– Tej Francis
CATHOLIC LAWYER GRILLED ON CONTRACEPTION DURING HOUSE HEARING
(CNA) A Democratic congressman grilled a Catholic female law professor on her beliefs about contraception during a congressional hearing for a pro-abortion bill on Wednesday.
During a committee hearing on the Women’s Health Protection Act—a bill that could threaten existing state abortion regulations—73 year-old Rep. G.K. Butterfield (D-N.C) questioned law professor Teresa Stanton Collett about her stance on “contraception as a means of birth control.”
“Where are you on contraception?” Butterfield asked the female professor.
“I am post-menopausal, Congressman, so that’s really not a relevant question to me,” Collett answered.
Collett teaches at law at the University of St. Thomas in St. Paul, Minnesota, and is director of her law school’s Prolife Centre. She has served on the Pontifical Council for the Family: she was first appointed by Pope Benedict XVI in 2009, and Pope Francis subsequently renewed her mandate.
In 2013, she was also a delegate to the International Conference on Population and Development (ICPD) for the Mission of the Holy See to the United Nations.
DAYS BEFORE ATTACK, NIGERIAN BISHOP WARNED OF POOR PROTECTION FOR CHRISTIANS
(CNA) Just days before a suspected Islamist militant attack killed 30 people in Nigeria, a prominent bishop in the country lamented what he saw as a lack of adequate protection from the Nigerian government for the country’s nearly 100 million Christians.

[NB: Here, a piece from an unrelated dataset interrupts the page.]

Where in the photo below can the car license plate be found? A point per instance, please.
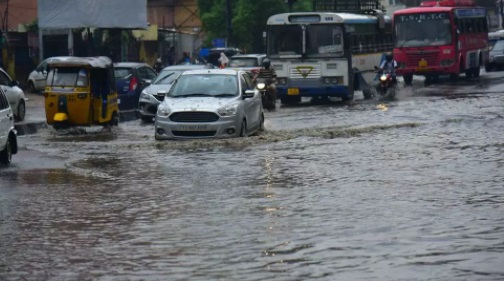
(192, 128)
(293, 91)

Suspected Islamist militants set sleeping travellers on fire in Borno state, Nigeria, on Feb. 11, burning 18 vehicles filled with food supplies and killing at least 30, including a pregnant woman and her baby.

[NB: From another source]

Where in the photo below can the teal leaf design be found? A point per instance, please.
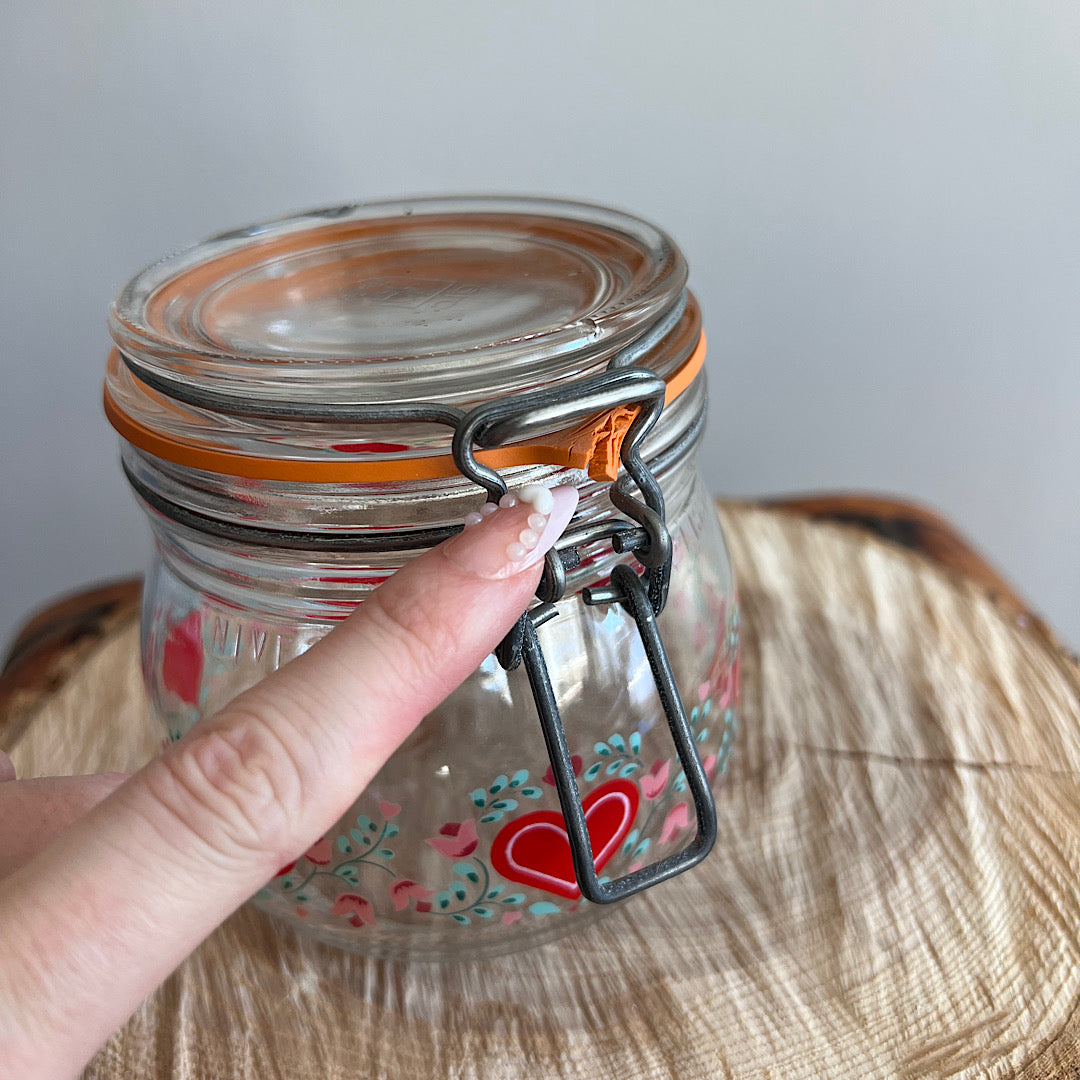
(544, 907)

In a Feb. 7 interview with Aid to the Church in Need, Archbishop Augustine Obiora Akubeze of Benin City, president of the Catholic Bishops’ Conference of Nigeria, warned that “The current situation in Nigeria reflects an unnecessary, unwarranted and self-inflicted tension. A politically polarized nation.”
“The President of Nigeria recently stated that he was shocked at the unabated killing of Nigerians, who are mostly Christians. Many Nigerians wonder whether the president lives in a parallel universe,” Akubeze stated.
“How can he be surprised at this time? After some of us have attended mass burials of Christians killed by Boko Haram? The government is certainly not doing enough to protect both Christians and Muslims.”
Boko Haram, an Islamist militant group that has sworn allegiance to the Islamic State, has been active in Nigeria for years. While the group has attacked both Muslims and Christians in the past, the archbishop noted, lately they are mainly focusing on the killing and kidnapping of Christians.
CARDINAL DOLAN PAYS HOMAGE TO REVERED CUBAN PRIEST WHO MINISTERED IN N.Y.
(Catholic News Service) The moment was anything but intimate, but it was probably the best chance Cardinal Timothy M. Dolan had to pay respects to a revered Cuban-born priest who helped Irish immigrants in New York.
The archbishop of New York, followed by a crowd of press Feb. 11, approached the place where the remains of Father Felix Varela are interred in a great room on the campus of the University of Havana and began to pray. Dolan spoke of Varela’s accomplishments as a scholar, teacher and thinker, one who made great contributions in his home country but also in his adoptive home.
Varela was born in Havana Nov. 20, 1788 but carried out his ministry in New York. He is a candidate for sainthood, and in 2012, the Vatican declared the priest “Venerable,” recognizing his heroic virtues.
Dolan made the stop during the last full day of a Feb. 7-12 mission trip to the island nation. He was accompanied by Auxiliary Bishop Octavio Cisneros of Brooklyn, New York, who was born in Cuba and is the vice postulator of Varela’s canonization cause.
“He was a great thinker, but he was a man who would take the shirt off his back for others,” Cisneros told reporters.
And that’s what Cisneros wanted to emphasize, that Varela was a priest above all. Varela was ordained a priest in Havana but served in New York, including in a post as vicar general, as the Church helped with an influx of Irish immigrants and refugees from other countries.